This vignette produces some of the QQ plots that appear at the end of Chapter 6 of the notes.

> library(stat0002)

Normal QQ plots

We create plots that are similar to those in Figure 6.24 of the notes. They are slightly different from the ones in the notes because R’s qqnorm function uses a method of calculating the theoretical quantiles that is designed specifically for the normal distribution, whereas in Section 6.11.1 we used an approach that ties in with the way that we had calculated sample quantiles earlier in STAT0002. The dashed lines in the plots are drawn through the (sample and theoretical) lower and upper quartiles.

> # Normal
> normal <- rnorm(100)  
> qqnorm(normal, pch = 16, xlab = "Theoretical N(0, 1) Quantiles", main = "normal")
> qqline(normal, lwd = 3, lty = 2)
> # Create an outlier
> outlier <- normal
> outlier[100] <- 6
> qqnorm(outlier, pch = 16, xlab = "Theoretical N(0, 1) Quantiles", main = "outlier")
> qqline(outlier, lwd = 3, lty = 2)

> # Heavy-tailed (Student's t distribution, with 2 degrees of freedom)
> StudentsT <- rt(100, 2)
> qqnorm(StudentsT, pch = 16, xlab = "Theoretical N(0, 1) Quantiles", main = "heavy-tailed")
> qqline(StudentsT, lwd = 3, lty = 2)
> # Light-tailed (Uniform(-3/4, 3/4))
> uniform <- runif(100, -0.75, 0.75)
> qqnorm(uniform, pch = 16, xlab = "Theoretical N(0, 1) Quantiles", main = "light-tailed")
> qqline(uniform, lwd = 3, lty = 2)

> # Positively skewed (gamma(2, 1) distribution)
> gam <- rgamma(100, shape = 2)
> qqnorm(gam, pch = 16, xlab = "Theoretical N(0, 1) Quantiles", main = "positive skew")
> qqline(gam, lwd = 3, lty = 2)
> # Negatively skewed (10 - gamma(2, 1) distribution)
> neggam <- 10 - rgamma(100, 2)
> qqnorm(neggam, pch = 16, xlab = "Theoretical N(0, 1) Quantiles", main = "negative skew")
> qqline(neggam, lwd = 3, lty = 2)

Exponential QQ plots

We produce an exponential QQ plot based on the waiting times between births in the Australian birth times dataset. The rate \(\lambda\) of the assumed Poisson process of births is estimated using the reciprocal of the sample mean, as detailed in the notes. The plot is equivalent to the figure in the notes, but the simulation envelopes are different because, unless we fix the random number seed, the simulated datasets on which the envelopes are based will be different each time we call qexp.

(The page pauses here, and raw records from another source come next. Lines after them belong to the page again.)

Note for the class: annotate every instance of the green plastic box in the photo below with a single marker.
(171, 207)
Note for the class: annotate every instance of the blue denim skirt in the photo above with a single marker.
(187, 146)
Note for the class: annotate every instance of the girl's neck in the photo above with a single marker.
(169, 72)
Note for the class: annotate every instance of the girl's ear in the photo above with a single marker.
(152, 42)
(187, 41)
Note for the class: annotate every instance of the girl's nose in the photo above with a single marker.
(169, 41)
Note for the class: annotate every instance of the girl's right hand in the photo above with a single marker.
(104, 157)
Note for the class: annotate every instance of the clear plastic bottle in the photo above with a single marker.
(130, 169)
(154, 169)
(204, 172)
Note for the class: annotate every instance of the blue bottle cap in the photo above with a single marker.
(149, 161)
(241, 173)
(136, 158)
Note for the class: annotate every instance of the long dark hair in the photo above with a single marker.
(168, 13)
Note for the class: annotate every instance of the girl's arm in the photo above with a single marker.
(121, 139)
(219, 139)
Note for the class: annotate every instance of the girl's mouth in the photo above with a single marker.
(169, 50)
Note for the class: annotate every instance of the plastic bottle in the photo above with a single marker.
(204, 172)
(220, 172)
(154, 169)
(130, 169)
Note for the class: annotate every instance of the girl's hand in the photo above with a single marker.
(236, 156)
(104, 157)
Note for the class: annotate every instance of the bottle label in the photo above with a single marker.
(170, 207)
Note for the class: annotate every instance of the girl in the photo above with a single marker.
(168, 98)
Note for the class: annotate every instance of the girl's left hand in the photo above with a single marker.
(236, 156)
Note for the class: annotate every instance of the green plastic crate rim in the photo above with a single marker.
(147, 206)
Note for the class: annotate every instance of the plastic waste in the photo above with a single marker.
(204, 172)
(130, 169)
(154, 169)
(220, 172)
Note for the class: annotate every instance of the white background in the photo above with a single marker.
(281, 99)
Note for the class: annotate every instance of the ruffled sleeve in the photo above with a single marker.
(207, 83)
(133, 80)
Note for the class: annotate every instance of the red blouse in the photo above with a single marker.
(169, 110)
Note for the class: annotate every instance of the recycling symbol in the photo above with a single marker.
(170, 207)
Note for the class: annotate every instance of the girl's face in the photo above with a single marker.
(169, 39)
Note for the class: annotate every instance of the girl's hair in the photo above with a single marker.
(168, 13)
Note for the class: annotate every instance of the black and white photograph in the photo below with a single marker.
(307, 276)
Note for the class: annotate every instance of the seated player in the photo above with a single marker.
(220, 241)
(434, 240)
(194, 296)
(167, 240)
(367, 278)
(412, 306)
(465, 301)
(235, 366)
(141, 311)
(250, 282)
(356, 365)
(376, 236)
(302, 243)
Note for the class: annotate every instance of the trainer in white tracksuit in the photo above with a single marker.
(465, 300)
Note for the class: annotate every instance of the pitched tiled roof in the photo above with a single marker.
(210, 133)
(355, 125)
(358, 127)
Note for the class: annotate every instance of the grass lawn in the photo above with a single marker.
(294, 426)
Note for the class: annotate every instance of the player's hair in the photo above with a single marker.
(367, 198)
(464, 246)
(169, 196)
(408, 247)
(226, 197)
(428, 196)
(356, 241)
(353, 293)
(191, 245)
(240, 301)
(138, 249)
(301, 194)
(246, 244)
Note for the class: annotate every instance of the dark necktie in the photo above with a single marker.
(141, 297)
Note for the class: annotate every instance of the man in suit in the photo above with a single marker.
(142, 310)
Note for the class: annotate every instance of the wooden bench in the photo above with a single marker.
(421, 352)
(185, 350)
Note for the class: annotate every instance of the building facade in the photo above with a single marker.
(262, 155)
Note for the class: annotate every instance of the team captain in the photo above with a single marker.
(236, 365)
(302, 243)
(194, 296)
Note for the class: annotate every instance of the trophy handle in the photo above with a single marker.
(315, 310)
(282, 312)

> # Calculate the waiting times until each birth
> waits <- diff(c(0, aussie_births[, "time"]))
> # Produce the QQ plot
> lambdahat <- qqexp(waits, envelopes = 19)

> # Estimate of lambda: rate of births per hour
> lambdahat * 60
estimate of lambda 
          1.839721 

The qqexp function offers the option to estimate \(\lambda\) using \(\ln 2 / m\), where \(m\) is the sample median of the waiting times. Can you see why this makes sense? The following code implements this and shows how we can alter the appearance of the plot.

> lambdahat2 <- qqexp(waits, statistic = "median", envelopes = 19, pch = 16,
+                     line = list(lty = 2, lwd = 2, col= "blue"))

> # Estimate of lambda calculated from the sample median
> lambdahat2 * 60
estimate of lambda 
           1.56939